We’re home now, but Alaska remains on our minds. Wow! We only got to the southeast, Juneau, Sitka, Ketchikan, but what mythic land. We could see ourselves living there, and perhaps, sometime down the road, we’ll try to spend a couple of months. It’s great to be in country that gets rain. That, and, well, we had a cold one in a bar in Juneau where a delightful dog occupied one of the bar stools. Anyplace that lets dogs sit at the bar is all right with us.
The trip accented climate change since we were seeing the country from an archaeological perspective. For those familiar with our novels PEOPLE OF THE NIGHTLAND, PEOPLE OF THE SEA, and PEOPLE OF THE WOLF, you know we’ve always been fascinated by melting glaciers.

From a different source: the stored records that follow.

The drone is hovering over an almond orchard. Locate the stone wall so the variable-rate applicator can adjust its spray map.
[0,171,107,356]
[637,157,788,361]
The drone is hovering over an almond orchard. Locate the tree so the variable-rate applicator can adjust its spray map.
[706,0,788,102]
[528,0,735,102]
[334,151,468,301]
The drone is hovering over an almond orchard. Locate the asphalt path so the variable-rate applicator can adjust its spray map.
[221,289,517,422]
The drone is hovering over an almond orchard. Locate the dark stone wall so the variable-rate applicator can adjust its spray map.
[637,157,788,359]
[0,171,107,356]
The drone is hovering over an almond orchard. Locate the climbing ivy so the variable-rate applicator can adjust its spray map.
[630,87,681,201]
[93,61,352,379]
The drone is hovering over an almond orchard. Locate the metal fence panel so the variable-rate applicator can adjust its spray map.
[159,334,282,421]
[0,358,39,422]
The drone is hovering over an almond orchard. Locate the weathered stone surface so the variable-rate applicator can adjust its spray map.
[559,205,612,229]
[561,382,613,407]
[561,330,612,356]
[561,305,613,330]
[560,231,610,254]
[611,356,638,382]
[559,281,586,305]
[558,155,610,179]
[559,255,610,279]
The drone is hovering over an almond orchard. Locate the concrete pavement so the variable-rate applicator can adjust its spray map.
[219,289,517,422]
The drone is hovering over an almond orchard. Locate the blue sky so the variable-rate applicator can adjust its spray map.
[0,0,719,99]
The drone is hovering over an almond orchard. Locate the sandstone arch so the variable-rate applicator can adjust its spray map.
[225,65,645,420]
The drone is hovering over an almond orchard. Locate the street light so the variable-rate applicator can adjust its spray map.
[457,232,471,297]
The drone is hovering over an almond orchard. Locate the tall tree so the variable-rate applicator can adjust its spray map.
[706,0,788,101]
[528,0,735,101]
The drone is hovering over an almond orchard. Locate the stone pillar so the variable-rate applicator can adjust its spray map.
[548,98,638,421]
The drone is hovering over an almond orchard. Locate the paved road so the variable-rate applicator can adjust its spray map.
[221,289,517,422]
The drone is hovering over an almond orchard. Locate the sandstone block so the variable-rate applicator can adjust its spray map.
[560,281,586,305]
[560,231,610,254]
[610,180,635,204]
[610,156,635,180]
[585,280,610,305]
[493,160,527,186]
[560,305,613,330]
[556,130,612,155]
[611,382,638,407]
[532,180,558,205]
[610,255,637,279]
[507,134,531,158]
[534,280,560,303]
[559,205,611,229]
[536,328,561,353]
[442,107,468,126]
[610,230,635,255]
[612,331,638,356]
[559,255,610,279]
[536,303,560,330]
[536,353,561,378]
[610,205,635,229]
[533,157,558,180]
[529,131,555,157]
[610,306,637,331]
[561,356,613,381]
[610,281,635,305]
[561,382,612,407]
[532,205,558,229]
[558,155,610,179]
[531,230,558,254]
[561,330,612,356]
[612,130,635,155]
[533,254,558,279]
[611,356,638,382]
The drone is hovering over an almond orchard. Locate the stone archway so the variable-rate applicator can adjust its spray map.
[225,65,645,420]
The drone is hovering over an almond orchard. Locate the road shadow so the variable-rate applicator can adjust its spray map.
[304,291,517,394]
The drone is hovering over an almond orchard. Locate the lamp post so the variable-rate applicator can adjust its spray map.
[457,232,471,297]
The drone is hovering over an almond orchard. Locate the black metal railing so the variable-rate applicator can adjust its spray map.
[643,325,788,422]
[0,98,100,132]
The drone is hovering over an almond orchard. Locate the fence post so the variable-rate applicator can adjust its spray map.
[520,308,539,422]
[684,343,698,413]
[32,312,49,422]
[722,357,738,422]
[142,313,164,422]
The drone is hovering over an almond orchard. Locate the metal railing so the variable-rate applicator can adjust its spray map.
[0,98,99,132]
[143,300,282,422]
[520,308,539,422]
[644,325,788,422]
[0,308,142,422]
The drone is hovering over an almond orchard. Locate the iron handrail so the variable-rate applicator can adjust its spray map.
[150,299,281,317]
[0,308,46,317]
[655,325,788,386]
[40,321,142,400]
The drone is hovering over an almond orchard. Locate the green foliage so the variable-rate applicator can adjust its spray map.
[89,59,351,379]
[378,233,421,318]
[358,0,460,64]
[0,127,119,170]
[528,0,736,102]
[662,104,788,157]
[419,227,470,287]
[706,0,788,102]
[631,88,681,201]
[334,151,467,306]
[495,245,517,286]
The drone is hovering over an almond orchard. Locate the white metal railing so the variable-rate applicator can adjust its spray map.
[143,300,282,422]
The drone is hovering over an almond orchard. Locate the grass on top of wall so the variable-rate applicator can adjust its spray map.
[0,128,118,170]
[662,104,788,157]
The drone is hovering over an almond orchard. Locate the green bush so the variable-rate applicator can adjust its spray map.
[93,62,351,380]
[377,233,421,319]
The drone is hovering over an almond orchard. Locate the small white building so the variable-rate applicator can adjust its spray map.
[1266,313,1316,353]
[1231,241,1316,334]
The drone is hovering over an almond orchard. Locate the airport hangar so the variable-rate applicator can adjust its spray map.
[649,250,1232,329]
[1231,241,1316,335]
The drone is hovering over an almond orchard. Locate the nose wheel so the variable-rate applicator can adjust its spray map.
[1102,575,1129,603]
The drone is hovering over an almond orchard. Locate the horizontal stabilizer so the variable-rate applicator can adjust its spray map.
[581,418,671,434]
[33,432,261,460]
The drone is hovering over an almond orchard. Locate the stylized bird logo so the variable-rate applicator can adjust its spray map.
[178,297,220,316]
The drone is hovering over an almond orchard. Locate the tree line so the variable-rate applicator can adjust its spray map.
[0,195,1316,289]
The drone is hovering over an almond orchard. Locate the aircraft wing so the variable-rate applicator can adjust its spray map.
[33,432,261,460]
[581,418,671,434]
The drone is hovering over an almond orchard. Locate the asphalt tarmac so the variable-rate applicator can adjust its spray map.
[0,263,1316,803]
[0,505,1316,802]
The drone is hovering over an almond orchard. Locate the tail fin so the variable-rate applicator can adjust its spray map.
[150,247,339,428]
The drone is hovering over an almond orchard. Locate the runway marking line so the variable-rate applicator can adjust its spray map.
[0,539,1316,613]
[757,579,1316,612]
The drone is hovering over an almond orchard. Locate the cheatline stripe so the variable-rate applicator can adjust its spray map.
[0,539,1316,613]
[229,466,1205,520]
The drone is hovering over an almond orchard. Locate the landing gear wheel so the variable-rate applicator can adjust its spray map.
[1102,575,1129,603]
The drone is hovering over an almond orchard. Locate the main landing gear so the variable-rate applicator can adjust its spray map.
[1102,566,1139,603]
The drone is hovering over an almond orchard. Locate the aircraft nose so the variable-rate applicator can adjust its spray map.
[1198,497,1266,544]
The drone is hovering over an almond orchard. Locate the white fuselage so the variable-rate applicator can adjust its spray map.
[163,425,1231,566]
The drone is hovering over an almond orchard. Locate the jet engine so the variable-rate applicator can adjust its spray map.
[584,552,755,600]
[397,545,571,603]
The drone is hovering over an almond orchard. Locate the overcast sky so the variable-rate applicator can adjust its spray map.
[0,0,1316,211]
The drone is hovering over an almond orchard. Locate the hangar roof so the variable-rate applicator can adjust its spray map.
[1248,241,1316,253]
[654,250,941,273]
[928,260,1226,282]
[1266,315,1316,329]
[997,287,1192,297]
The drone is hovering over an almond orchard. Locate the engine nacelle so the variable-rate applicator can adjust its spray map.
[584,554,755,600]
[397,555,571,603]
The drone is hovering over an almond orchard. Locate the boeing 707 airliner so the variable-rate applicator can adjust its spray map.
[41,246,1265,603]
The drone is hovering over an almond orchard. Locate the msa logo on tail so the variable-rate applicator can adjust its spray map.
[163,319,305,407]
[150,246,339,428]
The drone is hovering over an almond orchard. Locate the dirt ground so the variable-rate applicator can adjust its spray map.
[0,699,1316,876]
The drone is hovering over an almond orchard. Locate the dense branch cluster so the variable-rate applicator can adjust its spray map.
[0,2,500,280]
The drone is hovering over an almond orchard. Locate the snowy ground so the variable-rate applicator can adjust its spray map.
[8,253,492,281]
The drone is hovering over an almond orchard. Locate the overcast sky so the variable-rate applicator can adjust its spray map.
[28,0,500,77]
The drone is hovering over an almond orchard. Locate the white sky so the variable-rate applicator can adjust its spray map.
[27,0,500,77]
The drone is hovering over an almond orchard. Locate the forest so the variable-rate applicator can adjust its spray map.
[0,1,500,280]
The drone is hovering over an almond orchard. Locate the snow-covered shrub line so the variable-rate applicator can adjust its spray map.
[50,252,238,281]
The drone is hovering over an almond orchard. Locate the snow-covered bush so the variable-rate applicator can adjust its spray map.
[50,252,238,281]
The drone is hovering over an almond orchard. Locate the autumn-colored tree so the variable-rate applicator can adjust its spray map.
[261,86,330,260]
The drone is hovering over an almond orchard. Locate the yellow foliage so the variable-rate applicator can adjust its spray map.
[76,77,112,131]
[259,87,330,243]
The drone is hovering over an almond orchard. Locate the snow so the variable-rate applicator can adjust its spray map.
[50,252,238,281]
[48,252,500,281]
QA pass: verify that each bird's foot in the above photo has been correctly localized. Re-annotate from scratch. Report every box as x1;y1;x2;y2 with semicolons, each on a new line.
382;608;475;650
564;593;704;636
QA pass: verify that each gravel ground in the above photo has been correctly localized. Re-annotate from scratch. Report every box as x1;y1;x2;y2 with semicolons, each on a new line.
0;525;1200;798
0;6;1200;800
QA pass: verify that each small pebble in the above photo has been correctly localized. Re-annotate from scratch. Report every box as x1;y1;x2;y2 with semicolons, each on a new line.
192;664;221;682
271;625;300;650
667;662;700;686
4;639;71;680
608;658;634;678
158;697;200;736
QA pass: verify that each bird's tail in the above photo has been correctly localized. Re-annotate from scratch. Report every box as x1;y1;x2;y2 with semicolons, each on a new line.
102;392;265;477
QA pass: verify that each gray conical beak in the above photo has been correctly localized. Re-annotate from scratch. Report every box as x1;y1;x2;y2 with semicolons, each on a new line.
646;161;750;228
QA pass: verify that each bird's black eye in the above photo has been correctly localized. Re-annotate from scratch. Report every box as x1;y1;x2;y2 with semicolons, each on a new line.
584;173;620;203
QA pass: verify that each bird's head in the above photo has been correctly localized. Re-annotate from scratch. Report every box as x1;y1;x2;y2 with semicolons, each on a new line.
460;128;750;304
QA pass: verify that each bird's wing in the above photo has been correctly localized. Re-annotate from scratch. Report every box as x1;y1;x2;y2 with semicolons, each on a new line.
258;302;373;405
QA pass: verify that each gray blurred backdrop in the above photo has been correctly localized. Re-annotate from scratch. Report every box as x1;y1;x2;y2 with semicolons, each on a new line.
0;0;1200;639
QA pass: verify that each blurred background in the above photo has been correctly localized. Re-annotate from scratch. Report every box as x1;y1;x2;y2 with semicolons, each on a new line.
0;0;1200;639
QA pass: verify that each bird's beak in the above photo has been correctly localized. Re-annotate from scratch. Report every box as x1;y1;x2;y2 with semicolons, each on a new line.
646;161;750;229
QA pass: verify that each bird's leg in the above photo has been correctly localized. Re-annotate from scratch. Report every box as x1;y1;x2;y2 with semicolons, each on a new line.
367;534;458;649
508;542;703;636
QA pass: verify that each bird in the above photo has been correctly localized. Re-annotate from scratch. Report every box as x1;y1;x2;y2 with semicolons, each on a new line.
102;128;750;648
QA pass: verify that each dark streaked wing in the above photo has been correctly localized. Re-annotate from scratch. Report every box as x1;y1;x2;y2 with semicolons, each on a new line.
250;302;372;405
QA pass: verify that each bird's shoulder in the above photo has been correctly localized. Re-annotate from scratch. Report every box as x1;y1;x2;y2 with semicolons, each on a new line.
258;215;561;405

Climate change plays an important role in many of our novels, but riding up sixty-five miles of Glacier Bay that have melted out in the last two hundred years really brings it into focus.
As anthropologists we were also fascinated by the local Tlingit and Haida cultures. What a rich land. Having heard and read about the Salmon runs was nothing like seeing it first hand. All in all, it was one of the most memorable weeks of our lives.
We rode our BMW motorcycle both ways from Wyoming to Seattle and back, and had a wonderful ride. We hit rain between Missoula and Butte both times. The scenery was super. It’s tough to decide which is better, traveling by motorcycle or big cruise ships.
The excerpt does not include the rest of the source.